Folium of Descartes — Definition, Formula & Examples

The Folium of Descartes is a loop-shaped algebraic curve defined by the equation

x^3 + y^3 = 3axy

, where

a

is a positive constant that controls the size of the loop. It was first discussed by René Descartes in 1638 and is frequently used in calculus courses to practice implicit differentiation and parametric equations.

The Folium of Descartes is the plane algebraic curve given implicitly by $x^3 + y^3 - 3axy = 0$ for a parameter $a > 0$ . It admits the rational parametrization $x = \frac{3at}{1+t^3}$ , $y = \frac{3at^2}{1+t^3}$ for $t \neq -1$ , passes through the origin (where it has a node), and possesses the asymptote $x + y + a = 0$ .

Key Formula

x^3 + y^3 = 3axy

Where:

$x$ = Horizontal coordinate
$y$ = Vertical coordinate
$a$ = Positive constant controlling the size of the loop

How It Works

The curve forms a single loop in the first quadrant, crosses itself at the origin, and extends into the third quadrant along two branches that approach the slant asymptote

x + y = -a

. To find

\frac{dy}{dx}

, you apply implicit differentiation to

x^3 + y^3 = 3axy

. The parametric form with parameter

t = y/x

is especially useful for computing arc length or enclosed area, since it converts the implicit equation into rational expressions in

t

. The loop encloses a finite area equal to

\frac{3a^2}{2}

Worked Example

Problem: Find dy/dx for the Folium of Descartes with a = 1, given by x³ + y³ = 3xy. Evaluate the slope at the point (3/2, 3/2).
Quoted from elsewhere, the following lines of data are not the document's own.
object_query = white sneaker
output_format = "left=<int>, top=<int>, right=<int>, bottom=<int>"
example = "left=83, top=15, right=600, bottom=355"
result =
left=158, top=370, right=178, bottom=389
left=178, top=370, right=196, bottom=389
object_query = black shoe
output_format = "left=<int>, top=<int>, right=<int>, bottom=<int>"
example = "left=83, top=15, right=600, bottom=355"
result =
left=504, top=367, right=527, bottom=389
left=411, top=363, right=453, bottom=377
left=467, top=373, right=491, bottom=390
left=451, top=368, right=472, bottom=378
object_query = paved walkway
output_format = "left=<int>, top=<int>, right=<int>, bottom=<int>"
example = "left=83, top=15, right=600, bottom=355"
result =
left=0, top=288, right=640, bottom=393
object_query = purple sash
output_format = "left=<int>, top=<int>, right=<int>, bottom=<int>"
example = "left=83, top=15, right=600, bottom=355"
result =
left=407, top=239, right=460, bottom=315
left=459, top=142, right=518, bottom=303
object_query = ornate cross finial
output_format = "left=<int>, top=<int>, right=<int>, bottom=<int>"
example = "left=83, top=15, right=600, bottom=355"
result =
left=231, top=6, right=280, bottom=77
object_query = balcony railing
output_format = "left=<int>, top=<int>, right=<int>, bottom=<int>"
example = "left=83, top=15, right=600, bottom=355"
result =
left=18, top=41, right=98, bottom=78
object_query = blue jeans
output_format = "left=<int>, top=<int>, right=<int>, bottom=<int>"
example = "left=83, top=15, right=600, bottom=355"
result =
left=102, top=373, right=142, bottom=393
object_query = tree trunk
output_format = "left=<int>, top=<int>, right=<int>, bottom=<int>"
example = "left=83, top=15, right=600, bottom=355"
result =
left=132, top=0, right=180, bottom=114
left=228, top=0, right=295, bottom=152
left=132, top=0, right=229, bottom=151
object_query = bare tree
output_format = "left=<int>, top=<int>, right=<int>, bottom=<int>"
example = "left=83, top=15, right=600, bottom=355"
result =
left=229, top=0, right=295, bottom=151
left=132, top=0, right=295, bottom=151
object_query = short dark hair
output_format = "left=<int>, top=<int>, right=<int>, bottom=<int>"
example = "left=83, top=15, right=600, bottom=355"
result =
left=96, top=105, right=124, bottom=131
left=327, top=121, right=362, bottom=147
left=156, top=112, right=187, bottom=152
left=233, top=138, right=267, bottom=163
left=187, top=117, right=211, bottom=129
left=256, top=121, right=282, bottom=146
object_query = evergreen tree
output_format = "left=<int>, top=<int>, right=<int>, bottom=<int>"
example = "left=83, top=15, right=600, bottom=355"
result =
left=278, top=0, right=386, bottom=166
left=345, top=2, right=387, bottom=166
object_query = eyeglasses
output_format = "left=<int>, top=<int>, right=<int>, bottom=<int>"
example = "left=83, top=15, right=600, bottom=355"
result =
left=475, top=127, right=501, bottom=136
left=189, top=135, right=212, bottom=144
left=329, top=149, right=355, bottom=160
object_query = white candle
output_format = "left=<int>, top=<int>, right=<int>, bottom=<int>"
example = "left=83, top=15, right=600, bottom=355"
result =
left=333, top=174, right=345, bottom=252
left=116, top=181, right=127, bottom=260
Differentiate implicitly: Differentiate both sides with respect to x.

3x^2 + 3y^2 \frac{dy}{dx} = 3y + 3x\frac{dy}{dx}

Solve for dy/dx: Collect terms with dy/dx on one side and factor.

\frac{dy}{dx} = \frac{y - x^2}{y^2 - x}

Substitute the point: Plug in x = 3/2 and y = 3/2.

\frac{dy}{dx} = \frac{\frac{3}{2} - \frac{9}{4}}{\frac{9}{4} - \frac{3}{2}} = \frac{-\frac{3}{4}}{\frac{3}{4}} = -1

Answer: The slope at (3/2, 3/2) is

-1

, confirming the curve is symmetric about the line y = x (the tangent is perpendicular to this line at the tip of the loop).

Why It Matters

The Folium of Descartes is a standard exercise in multivariable and single-variable calculus for practicing implicit differentiation, parametric integration, and finding tangent lines at singular points. It also appears in algebraic geometry as a simple example of a rational nodal curve.

Common Mistakes

Mistake: Forgetting the node at the origin when computing tangent lines.

Correction: At the origin, the curve crosses itself, so there are two tangent lines (y = 0 and x = 0), not one. Standard implicit differentiation gives 0/0 there; you need to factor or use the parametric form instead.